Stuff The Internet Says On Scalability For April 19, 2013
Hey, it's HighScalability time:
(Ukrainian daredevil scaling buildings)
- Two Trillion Objects, 1.1 Million Requests / Second: S3; 1.4TB/s: Titan supercomputer has world’s fastest storage; four billion hours: Netflix streaming in last 3 months; $1.2B: Google's Q1 infrastructure spend
- Quotable Quotes:
- Google: We'll track EVERY task on EVERY data center server
- Stacey Higginbotham: All in all in the last five years the world has gained 54 Tbps of new capacity.
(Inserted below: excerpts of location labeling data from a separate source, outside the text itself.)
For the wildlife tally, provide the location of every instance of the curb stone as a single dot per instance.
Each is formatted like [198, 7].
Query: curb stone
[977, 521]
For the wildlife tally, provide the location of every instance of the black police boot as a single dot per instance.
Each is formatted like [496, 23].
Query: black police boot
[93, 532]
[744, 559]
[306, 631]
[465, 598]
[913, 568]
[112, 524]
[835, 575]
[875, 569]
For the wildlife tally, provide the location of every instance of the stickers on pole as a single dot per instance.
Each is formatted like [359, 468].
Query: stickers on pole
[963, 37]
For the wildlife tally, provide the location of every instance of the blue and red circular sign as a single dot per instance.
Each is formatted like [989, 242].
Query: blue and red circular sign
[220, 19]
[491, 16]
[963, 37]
- @seveas: Scalability 103: Hardware sucks. Software sucks. Everything *will* break, prepare for failure of any component of your system.
- bloodredsun: The long and short of it is that Cassandra is a fantastic system for write heavy situations. What it is not good at are read heavy situations where deterministic low latency is required, which is pretty much what the pinterest guys were dealing with.
- @viktorklang: "The e-mail message could not be delivered because the user's mailfolder is full." <-- EMAIL HAS BACKPRESSURE OMG
- Interesting Behind the Scenes: Airbnb Neighborhoods. Includes a description of their work flow and a detailed breakdown of their stack: Rails, PostgreSQL/PostGIS, Memcached, CoffeeScript, Sass, jQuery, Handlebars, Backbone, Underscore, Sinatra, Clojure, Java, Hadoop, Cascalog. Highlight: "You don't need a database, you need a [expletive deleted] cache" So that's what we did, we traded our database for a cache.
- Curious about Curiosity's FSW Architecture? Then this is the video for you. Extreme for most applications, but still a lot of lessons to learn about structure and reliability.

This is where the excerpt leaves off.